O Bruce Wayne do Alvanista. "BY THE PEOPLE FOR THE PEOPLE"


over 4 years ago 2015-06-03

Mega Man II

Após o tremendo sucesso de Wily Revenge, o primeiro Mega Man de Game Boy, que utilizava elementos de Mega Man 1 e 2 adicionando um novo inimigo era certo o lançamento de uma continuação. Produzido pela quase desconhecida Biox que nunca havia trabalhado em um Mega Man na vida e licenciado pela Capcom, o jogo é alvo de criticas de jogadores e criticos tanto na época quanto hoje, a começar pela sua trama.

A trama é uma das maiores incógnitas de toda a saga. o game ocorre aparentemente entre os Mega Mans 3 e 4, logo após sua ultima derrota Wily realiza um novo plano que consistia em roubar uma maquina do tempo conhecida como Time Skimmer no instituto Chronos com a intenção de voltar ao passado e derrotar Mega Man ainda em sua época como robô caseiro, porem, um bug na maquina do tempo faz com que ela só possa viajar para o futuro e retornar ao presente.

Os episódios de game boy tiveram todos produção terceirizada pela quase desconhecida, porem, competente Minakuchi Engineering, exceto MM II que saiu pela Biox.

Com uma alteração de seu plano Wily decide viajar 37.426 no futuro (o porque desse numero astronomico eu desconheço). Para a surpresa de Wily ele havia se redimido no futuro (inexplicavelmente ele estava vivo!) e Mega Man havia sido novamente convertido para sua forma de robo caseiro, Wily convence sua versão do futuro a capturar o agora indefeso Mega Man e o modifica transformando-o em Quint e o trazendo ao presente para enfrentar o Mega Man de sua linha do tempo.

Quint é um Mega Man do futuro alterado por Wily, é um personagem curioso, estranho e que ocupa a vaga de Mega Man Killer do game (embora não seja um), e que gera discussões de fãs se ele deve fazer ou não parte do canon da saga.

Não basta as inconsistências futuras (que são gritantes, mas até aceitáveis já que provavelmente Mega Man X nem estava nos planos na época) uma série de duvidas e inconsistências ilógicas que desafiam o bom senso penduram por parte dessa trama (pessoalmente acho que haveria formas melhores de Wily usar essa maquina do tempo mesmo para fins maléficos mas enfim).

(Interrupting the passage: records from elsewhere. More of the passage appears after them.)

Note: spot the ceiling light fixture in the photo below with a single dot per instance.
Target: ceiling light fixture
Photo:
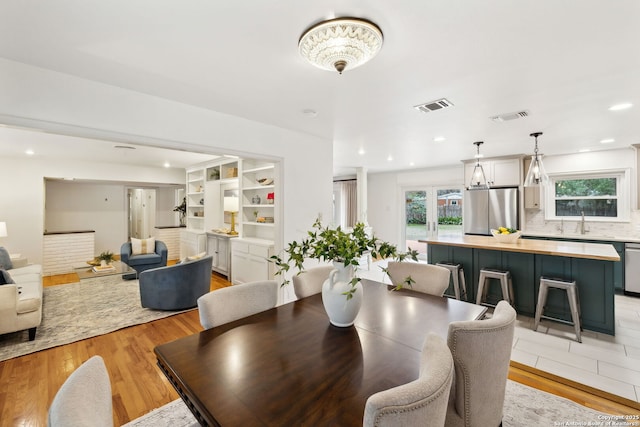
(622, 106)
(536, 174)
(340, 44)
(478, 178)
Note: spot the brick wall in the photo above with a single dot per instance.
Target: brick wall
(63, 251)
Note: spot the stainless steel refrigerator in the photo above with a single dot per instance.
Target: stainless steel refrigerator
(485, 209)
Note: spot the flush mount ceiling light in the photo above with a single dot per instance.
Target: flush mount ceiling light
(340, 44)
(478, 178)
(536, 174)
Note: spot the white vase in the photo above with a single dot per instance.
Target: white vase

O gameplay segue da forma como conhecemos, melhorias ocorreram como o acréscimo do Slide, Rush e dos tanks de energia, alem que dessa vez todos os 8 chefes possuem estágios (em Wily Revenge voce enfrentava 4 chefes inciais e os demais 4 em telestransportes na fortaleza de Wily, deixando o game extremamente curto). Um problema gritante se manteve que foi o espaço nanico para se enfrentar os chefes, algo que seria resolvido no game seguinte.

Muito do design do game foi criticado, inclusive a Wily Machine do game considerada uma das mais diferentes da saga.

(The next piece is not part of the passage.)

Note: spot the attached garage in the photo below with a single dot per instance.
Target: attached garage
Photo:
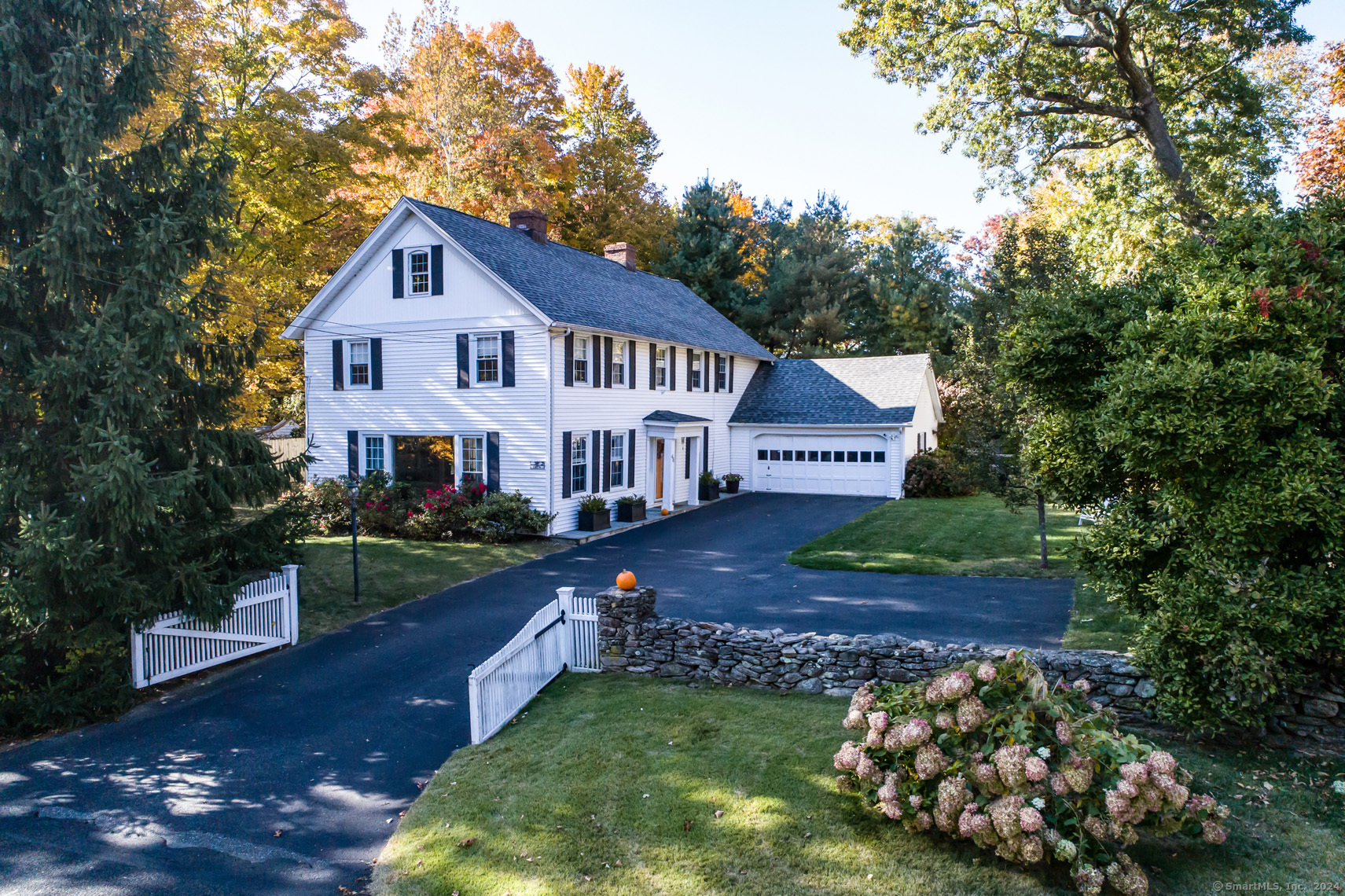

Uma das maiores criticas por parte de MM II e que também concordo são os designs dos estágios, é difícil explicar, mas eles aparentam terem sido feitos de qualquer jeito, ou feitos por quem não sabia fazer estágios (que foi o caso do game), sem contar algumas texturas deveras estranhas mesmo o game sendo em preto e branco.

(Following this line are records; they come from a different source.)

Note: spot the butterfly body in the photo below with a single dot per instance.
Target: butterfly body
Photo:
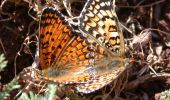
(90, 59)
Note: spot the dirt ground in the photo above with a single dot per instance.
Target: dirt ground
(146, 29)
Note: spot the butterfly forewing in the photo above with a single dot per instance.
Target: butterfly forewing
(65, 56)
(99, 19)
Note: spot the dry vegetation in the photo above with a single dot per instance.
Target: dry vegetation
(146, 28)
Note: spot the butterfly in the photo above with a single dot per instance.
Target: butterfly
(90, 59)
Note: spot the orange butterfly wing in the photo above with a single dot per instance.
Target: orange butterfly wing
(65, 56)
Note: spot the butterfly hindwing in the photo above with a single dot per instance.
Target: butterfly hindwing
(98, 21)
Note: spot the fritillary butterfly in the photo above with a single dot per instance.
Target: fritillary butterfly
(90, 59)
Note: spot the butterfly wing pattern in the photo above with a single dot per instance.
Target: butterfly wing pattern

A trilha sonora é um caso que me chamou muito a atenção, ela é bem diferente do que ja ouvi nos demais jogos de Mega Man, muito diferente mesmo, embora não sejam ruins, algumas delas na verdade entraram para minha lista de favoritas da saga Mega Man. Se tem duvidas vou deixar aqui amostras de dois temas do game:

https://www.youtube.com/watch?v=2QhHBvBgzUw (titulo)

https://www.youtube.com/watch?v=CI28KvVPqdY (seleção de chefes)

Mega Man II tem seus defeitos, mas ainda é divertido para quem é fã de Mega Man e não o havia jogado ainda, se você conferiu Wily Revenge, vale a pena gastar um pouco do seu tempo com ele.

7.0 7.0 10
Overall
7.0 Gameplay
6.5 Story
8.0 Music
7.0 Graphics
Inclusão de mais habilidades/power ups ausentes em seu antecessor.
Design dos estagios e acabamento deixa a desejar.
A trama por tras do game e de Quint.